天然ダイヤモンド or 合成ダイヤモンド。どちらがSDGsに努力している?
Written by Brand Jewelry
消費者はアンテナを張って情報を集め、選択をしましょう。
ジュエリー業界にも広がりを見せつつあるSDGs(持続可能な開発目標)。
1月8日付のイギリス『ヴォーグ』のサイト記事では、「エシカル(倫理的)」であると今、脚光を浴びている合成ダイヤモンドに対し、天然ダイヤモンドにおけるSDGsの活動についても言及しています。
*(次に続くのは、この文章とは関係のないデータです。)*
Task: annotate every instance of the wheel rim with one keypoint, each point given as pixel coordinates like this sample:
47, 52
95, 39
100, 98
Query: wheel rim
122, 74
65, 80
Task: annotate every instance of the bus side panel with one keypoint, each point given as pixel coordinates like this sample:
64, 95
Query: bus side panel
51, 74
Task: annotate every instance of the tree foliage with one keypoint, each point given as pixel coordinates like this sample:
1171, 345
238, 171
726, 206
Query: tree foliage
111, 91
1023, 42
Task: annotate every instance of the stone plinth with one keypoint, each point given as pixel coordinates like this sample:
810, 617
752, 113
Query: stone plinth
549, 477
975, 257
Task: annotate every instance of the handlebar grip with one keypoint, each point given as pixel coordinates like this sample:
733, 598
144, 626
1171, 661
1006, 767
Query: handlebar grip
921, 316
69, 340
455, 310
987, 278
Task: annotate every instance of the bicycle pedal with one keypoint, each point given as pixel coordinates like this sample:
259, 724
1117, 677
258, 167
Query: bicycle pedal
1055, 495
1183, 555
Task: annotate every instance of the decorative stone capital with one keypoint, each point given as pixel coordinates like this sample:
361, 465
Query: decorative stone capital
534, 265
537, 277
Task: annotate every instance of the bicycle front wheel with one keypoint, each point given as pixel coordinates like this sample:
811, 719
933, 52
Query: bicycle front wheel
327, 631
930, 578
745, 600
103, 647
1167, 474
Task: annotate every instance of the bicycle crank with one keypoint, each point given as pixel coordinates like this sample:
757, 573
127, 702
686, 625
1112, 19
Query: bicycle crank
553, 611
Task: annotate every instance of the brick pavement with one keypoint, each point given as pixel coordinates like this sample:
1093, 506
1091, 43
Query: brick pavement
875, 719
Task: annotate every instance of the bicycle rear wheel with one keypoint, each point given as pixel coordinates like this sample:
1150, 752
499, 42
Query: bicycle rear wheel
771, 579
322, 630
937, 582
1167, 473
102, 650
天然ダイヤモンドを採掘するにあたり、木を伐採したり、ダイナマイトを使用したりする自然破壊や、そこで働く現地の鉱夫の過酷な労働環境は以前から問題となってきたことは確かで、合成ダイヤモンドにシフトしていくのは理にかなっているように思えます。
しかし、貧困国の開発の支援や、資源に依存している地域社会がより持続的かつ効果的に機能するための援助を行っているNGO団体、Pact(パクト)で金や宝石の鉱山の市場についてディレクターを務めるCristina Villegas(クリスティナ ヴィルガス)は、「現地で働く鉱夫たちの生計に責任をもたなければならないのに、そこから遠く離れた欧米の実験室内での仕事を優先することは、SDGsとは反対の方向に向かっているのではないでしょうか」と疑問を投げかけます。公正な工賃を得られず、きちんとした業界とのつながりがないために搾取されている鉱山労働者たちの状況を改善していくこともまたSDGsではないのか、と。
デビアスでは、こうした問題の対応策として、これらの鉱山労働者が国際市場にアクセスして合法的に商品を販売し、現場の状況を改善するのを支援する責任があると考え、現在シエラレオネに150以上の鉱山サイトを登録、設備、トレーニング、継続的な指導を行っています。
デビアスグループの倫理担当のシニアバイスプレジデント、Feriel Zerouki(フェリエル ゼロウキ)氏は、「職人が採掘したダイヤモンドを調達する合法的な企業はありません。私たちは鉱山労働者のために市場へのルートを作り、最終的に彼らの石がやがて宝飾品となるのを見届けたいと思っています」と語ります。
その試みは、実を結び始めています。2020年、ティファニーがすべてのラフダイヤモンドのトレーサビリティ(透明性)を提供した最初のメジャーブランドとなりました。同社のサステナブル関連の責任者であるAnisa Kamadoli Costa(アニサ カマドリ コスタ)によると「ダイヤモンドは今ではどこでカット、研磨され、鑑定が行われ、セットされるかについての情報も共有することができます。私たちの事業は、地域社会、人権、環境にプラスの影響を与えると思います」ということです。
一方、当ブログNo.32で紹介した合成ダイヤモンドのパンドラですが、近い将来、100パーセント合成ダイヤモンドを採用すると発表していますが、合成ダイヤモンドの供給元がどれほど再生エネルギーを使っているかは謎に包まれています。そして「商業的競争上の理由」から、合成ダイヤモンド生産者の名前を明かすことはできないということです。
消費者である私たちは、単純に天然だからNG、合成だからOKというのではなく、その宝石がどこで生成されたものなのか、採掘されたものなのか? どんなエネルギーが使われたのか? 石を調達している会社は、責任を持って透明性の高い仕事をしているのか? そういった点も見極めた上で、ジュエリーにおけるSDGsを語っていくべきではないでしょうか。